Günümüzde giderek artan stres ve sosyal izolasyonla başa çıkmak her zamankinden daha zor hale geldi. Bu tür yürüyüşler, katılımcılara hem fiziksel hem de psikolojik açıdan birçok fayda sağlıyor. Uzmanlar, sosyal etkinliklerin insan psikolojisi üzerindeki olumlu etkilerini sıklıkla vurguluyor. Yürüyüş, katılımcıların doğayla iç içe olmalarını, sosyal bağlar kurmalarını ve zihinsel sağlıklarını iyileştirmelerini kolaylaştırıyor. Fiziksel aktivitenin ruh hali üzerindeki olumlu etkileri bilinen bir gerçek; katılımcılar yürüyüş sırasında edindikleri deneyimler sayesinde hem kendilerini yenileme fırsatı yakalıyor hem de hayatlarına yeni bir perspektif katıyorlar.
Yürüyüşün sona ermesinin ardından Tekirdağ'daki etkinlikler de çeşitli gösteri ve konuşmalarla devam ediyor.
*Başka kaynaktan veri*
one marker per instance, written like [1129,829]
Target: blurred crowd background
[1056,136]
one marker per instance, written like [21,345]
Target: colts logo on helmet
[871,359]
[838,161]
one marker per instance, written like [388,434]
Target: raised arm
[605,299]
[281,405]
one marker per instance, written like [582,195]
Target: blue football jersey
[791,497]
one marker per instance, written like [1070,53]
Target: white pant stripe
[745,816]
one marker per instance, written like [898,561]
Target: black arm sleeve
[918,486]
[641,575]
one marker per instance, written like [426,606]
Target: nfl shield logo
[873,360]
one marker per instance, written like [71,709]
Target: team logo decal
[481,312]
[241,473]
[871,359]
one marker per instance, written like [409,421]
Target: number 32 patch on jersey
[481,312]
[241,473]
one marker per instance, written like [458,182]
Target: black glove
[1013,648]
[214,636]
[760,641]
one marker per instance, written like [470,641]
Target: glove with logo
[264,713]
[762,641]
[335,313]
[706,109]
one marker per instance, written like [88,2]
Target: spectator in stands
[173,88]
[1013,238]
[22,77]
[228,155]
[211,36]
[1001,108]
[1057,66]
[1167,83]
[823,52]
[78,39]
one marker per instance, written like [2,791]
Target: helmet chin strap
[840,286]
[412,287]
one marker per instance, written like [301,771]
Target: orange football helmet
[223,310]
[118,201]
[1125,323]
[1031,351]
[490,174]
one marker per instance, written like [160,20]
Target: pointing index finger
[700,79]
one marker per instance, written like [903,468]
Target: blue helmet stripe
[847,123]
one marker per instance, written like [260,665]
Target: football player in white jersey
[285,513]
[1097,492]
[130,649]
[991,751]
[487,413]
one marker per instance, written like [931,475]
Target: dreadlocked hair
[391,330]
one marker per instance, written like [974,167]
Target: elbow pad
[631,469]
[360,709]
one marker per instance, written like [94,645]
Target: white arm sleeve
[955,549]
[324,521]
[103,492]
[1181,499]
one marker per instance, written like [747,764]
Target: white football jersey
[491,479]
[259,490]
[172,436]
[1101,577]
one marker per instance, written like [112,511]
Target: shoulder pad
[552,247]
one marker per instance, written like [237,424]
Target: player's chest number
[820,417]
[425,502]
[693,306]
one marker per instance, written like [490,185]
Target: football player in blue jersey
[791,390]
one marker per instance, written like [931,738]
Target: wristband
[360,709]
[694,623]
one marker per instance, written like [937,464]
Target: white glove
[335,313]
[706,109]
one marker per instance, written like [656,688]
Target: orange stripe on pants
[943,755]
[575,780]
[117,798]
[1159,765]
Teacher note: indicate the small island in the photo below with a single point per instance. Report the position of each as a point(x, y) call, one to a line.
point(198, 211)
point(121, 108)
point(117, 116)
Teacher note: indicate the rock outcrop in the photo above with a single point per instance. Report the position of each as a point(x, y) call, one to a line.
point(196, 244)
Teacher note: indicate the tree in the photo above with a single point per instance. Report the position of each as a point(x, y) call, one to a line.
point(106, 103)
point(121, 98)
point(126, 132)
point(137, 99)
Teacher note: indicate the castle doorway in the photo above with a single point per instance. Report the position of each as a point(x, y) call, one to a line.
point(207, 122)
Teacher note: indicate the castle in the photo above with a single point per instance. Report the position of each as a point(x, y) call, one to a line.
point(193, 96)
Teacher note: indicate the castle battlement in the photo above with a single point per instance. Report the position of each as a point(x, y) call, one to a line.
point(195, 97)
Yerel sanatçılar, şehitler için özel konserler verirken, katılımcılar da bu etkinliklerle hem eğleniyor hem de anma duygusunu yaşıyor. Böylece, yapılan yürüyüşün getirdiği anlam, Tekirdağ'da düzenlenen etkinliklerle bir kat daha artıyor. Etkinliğin son günü, yürüyüşü tamamlayan katılımcılara sertifika verilmesiyle son buluyor. Bu sertifikalar, katılımcıların anmaları ve toplumsal bir yaşama kaydettikleri katkıyı simgeliyor.
Bütün bu unsurlar, İstanbul’dan Çanakkale’ye yürüyüşün her yıl daha fazla insan tarafından benimsenmesini sağlıyor. Bu anlamlı yolculuk, sadece şehitlerimiz için değil, aynı zamanda birlik ve beraberlik duygusunun pekişmesi için de önemli bir fırsat sunuyor. Katılımcıların birbirleriyle olan etkileşimleri, aynı amaca hizmet eden insanların oluşturduğu güçlü bir topluluk duygusu yaratıyor. Her yıl tekrar eden bu etkinlik, gelecek yıllar içinde de devam edeceğe benziyor. Farklı meslek gruplarından, yaş gruplarından insanları bir araya getiren bu yürüyüş, toplumsal dayanışmanın bir sembolü olarak anılmaya devam edecek ve unutulmaz bir anma geleneği olarak yerini alacak.